High-stakes testing resumes amid controversies

As a week of standardized state testing begins for Texas students, the stakes are higher than ever and controversy over the use and abuse of testing is intensifying. This year, under legislation passed in 2015, the state not only could compel closure of campuses given low performance ratings based on test results for multiple years—it also could take over the management of entire school districts based on the persistently low test-driven ratings of even just one of their schools. Under threat of school closures or state takeover, districts are under pressure to contract out the control of struggling schools to charter operators—thereby qualifying for a two-year reprieve from accountability sanctions, thanks to another state law enacted in 2017.

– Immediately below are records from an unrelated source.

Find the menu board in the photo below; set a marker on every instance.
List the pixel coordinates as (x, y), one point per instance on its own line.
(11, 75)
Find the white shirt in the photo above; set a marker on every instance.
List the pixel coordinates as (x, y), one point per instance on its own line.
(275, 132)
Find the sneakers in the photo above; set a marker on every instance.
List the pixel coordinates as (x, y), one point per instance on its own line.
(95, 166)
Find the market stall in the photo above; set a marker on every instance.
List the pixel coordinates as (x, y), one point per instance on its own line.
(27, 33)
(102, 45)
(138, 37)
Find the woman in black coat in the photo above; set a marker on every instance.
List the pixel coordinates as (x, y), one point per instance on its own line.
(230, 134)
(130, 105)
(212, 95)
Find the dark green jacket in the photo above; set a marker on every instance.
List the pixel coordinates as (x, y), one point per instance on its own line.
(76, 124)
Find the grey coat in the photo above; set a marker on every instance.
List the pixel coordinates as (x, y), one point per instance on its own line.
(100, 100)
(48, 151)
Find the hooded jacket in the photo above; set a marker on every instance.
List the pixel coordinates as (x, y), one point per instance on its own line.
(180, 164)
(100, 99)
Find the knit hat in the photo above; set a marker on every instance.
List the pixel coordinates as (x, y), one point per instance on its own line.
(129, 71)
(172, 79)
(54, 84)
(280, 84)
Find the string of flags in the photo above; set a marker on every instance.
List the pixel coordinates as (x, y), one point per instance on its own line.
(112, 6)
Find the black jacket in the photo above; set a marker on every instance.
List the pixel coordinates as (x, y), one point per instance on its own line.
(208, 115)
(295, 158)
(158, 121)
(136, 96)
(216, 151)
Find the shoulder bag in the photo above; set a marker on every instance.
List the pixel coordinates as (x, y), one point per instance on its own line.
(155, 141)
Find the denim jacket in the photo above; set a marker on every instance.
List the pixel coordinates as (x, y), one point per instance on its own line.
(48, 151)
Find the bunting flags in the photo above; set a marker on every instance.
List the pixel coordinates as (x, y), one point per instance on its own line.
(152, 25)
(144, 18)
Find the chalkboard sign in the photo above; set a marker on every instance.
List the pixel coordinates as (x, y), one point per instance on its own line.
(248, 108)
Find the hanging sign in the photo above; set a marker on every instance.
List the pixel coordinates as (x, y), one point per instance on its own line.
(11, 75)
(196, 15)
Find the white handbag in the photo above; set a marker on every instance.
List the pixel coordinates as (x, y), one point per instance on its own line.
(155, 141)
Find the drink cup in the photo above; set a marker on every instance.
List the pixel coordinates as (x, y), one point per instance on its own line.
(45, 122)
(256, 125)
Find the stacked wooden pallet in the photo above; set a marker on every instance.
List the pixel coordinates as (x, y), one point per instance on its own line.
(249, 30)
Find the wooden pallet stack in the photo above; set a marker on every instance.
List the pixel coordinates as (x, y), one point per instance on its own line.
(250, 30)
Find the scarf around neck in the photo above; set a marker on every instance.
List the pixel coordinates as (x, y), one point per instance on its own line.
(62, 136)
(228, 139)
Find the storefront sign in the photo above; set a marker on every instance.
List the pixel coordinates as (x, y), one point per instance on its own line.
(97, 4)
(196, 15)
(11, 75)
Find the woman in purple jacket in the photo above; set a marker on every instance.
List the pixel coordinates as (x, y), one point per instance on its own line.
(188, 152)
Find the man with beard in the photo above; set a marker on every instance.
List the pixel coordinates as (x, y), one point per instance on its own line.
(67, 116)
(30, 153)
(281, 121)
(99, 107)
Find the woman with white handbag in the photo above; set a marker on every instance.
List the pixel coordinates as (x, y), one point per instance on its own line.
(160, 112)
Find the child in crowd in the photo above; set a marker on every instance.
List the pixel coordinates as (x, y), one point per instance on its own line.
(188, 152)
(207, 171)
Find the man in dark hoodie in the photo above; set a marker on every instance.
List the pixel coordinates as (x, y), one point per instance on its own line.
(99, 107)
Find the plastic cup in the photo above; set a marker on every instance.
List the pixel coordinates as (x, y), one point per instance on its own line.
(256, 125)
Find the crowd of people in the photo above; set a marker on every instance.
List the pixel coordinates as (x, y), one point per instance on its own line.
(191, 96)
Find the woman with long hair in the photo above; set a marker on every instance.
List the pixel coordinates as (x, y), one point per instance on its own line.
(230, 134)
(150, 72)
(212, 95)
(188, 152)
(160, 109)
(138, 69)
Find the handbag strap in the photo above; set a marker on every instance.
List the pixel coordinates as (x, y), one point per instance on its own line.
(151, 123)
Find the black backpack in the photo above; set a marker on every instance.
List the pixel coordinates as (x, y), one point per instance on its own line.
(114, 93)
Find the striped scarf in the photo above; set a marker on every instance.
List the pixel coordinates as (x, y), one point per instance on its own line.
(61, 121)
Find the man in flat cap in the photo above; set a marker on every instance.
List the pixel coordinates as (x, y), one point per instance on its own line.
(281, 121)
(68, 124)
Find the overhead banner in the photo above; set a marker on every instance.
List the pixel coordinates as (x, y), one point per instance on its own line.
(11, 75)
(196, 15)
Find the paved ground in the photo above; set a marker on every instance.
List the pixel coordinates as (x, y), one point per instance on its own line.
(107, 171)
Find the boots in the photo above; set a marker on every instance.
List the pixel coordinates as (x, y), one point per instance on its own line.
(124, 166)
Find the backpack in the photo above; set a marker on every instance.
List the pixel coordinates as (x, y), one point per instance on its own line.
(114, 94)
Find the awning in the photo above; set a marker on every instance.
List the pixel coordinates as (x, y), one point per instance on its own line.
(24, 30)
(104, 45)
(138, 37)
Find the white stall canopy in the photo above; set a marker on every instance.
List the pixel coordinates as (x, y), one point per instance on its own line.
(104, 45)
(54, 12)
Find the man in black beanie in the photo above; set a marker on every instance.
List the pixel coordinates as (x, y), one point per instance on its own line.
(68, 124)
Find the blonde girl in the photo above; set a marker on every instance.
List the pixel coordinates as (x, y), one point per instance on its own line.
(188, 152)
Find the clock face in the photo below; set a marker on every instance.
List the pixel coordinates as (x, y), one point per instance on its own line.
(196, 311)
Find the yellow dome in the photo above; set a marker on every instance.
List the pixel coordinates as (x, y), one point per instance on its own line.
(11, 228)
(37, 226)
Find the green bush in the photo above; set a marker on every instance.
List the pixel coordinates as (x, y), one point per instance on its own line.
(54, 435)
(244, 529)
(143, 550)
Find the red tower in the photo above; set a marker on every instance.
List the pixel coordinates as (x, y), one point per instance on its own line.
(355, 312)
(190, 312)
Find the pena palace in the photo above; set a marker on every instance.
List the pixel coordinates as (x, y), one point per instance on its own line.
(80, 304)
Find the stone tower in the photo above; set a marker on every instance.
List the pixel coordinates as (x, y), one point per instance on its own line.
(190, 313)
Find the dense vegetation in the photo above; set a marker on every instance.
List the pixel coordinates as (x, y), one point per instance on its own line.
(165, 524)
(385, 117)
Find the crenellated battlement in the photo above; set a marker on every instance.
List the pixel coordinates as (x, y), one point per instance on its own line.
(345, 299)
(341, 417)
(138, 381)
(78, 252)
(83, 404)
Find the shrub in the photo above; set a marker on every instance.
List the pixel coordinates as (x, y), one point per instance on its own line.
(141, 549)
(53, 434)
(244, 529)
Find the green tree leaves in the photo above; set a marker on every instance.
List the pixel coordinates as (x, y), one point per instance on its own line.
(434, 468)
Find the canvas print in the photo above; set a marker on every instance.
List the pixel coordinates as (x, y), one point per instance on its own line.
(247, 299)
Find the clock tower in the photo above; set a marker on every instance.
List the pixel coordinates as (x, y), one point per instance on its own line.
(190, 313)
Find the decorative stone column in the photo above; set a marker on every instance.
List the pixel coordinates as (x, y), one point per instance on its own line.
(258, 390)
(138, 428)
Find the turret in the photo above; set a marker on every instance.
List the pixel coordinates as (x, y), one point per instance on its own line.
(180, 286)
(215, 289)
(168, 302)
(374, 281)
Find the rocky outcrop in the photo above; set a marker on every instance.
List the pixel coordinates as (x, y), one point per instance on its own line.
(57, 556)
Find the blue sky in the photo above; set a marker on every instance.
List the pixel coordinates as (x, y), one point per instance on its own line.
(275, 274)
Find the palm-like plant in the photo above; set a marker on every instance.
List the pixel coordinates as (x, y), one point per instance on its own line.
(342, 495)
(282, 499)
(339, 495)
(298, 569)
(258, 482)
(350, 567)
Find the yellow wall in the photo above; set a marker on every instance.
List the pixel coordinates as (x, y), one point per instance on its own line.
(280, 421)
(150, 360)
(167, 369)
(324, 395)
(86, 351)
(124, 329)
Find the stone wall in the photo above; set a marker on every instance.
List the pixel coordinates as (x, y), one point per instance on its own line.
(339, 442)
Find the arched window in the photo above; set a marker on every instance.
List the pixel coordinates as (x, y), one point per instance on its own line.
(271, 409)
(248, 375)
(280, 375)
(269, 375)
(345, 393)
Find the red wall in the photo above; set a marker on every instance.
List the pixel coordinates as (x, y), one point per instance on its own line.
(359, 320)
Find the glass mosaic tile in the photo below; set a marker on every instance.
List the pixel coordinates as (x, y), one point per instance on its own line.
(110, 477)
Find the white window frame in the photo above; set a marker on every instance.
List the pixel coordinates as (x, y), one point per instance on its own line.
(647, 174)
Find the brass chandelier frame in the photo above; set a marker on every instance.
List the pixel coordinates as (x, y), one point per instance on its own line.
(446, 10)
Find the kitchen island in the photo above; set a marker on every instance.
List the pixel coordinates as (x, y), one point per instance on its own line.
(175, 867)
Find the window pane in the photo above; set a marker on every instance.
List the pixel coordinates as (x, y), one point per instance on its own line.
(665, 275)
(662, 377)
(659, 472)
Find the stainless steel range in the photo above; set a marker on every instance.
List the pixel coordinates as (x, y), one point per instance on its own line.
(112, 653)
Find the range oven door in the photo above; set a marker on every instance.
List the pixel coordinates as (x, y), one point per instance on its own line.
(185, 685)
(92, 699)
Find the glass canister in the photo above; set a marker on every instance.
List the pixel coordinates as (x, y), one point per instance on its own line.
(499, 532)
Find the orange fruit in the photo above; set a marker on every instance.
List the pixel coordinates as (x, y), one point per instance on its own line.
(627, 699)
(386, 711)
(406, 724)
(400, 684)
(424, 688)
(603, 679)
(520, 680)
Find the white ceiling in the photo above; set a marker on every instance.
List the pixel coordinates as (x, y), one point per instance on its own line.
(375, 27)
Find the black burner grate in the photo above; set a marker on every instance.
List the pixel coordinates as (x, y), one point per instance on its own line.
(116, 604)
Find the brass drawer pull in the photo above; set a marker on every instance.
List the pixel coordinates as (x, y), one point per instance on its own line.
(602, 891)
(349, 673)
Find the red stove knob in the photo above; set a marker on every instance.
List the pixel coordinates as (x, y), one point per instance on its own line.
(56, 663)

Meanwhile, the high-stakes testing regime faces challenges on multiple fronts. For a thousand or more campuses battered by Hurricane Harvey last year, the resulting educational disruption is ongoing—just last month Gov. Greg Abbott declared that the hurricane-affected counties remain an official disaster area. The Texas Education Agency, however, has yet to confirm that affected districts and campuses will receive any exemption from accountability sanctions based on this year’s test results, as occurred a decade ago after Hurricane Ike.

The testing regime also faces a legal challenge from parents who contend the state has not complied with its own requirements calling for shorter test administration in third through eighth grade. Their lawsuit, filed in 2016, just gained new momentum from a favorable ruling by a state court of appeals. The state’s implementation this fall of a new A-to-F system of simplistic accountability grades for school districts also is sure to fuel increased discontent heading into the next legislative session, which starts in January.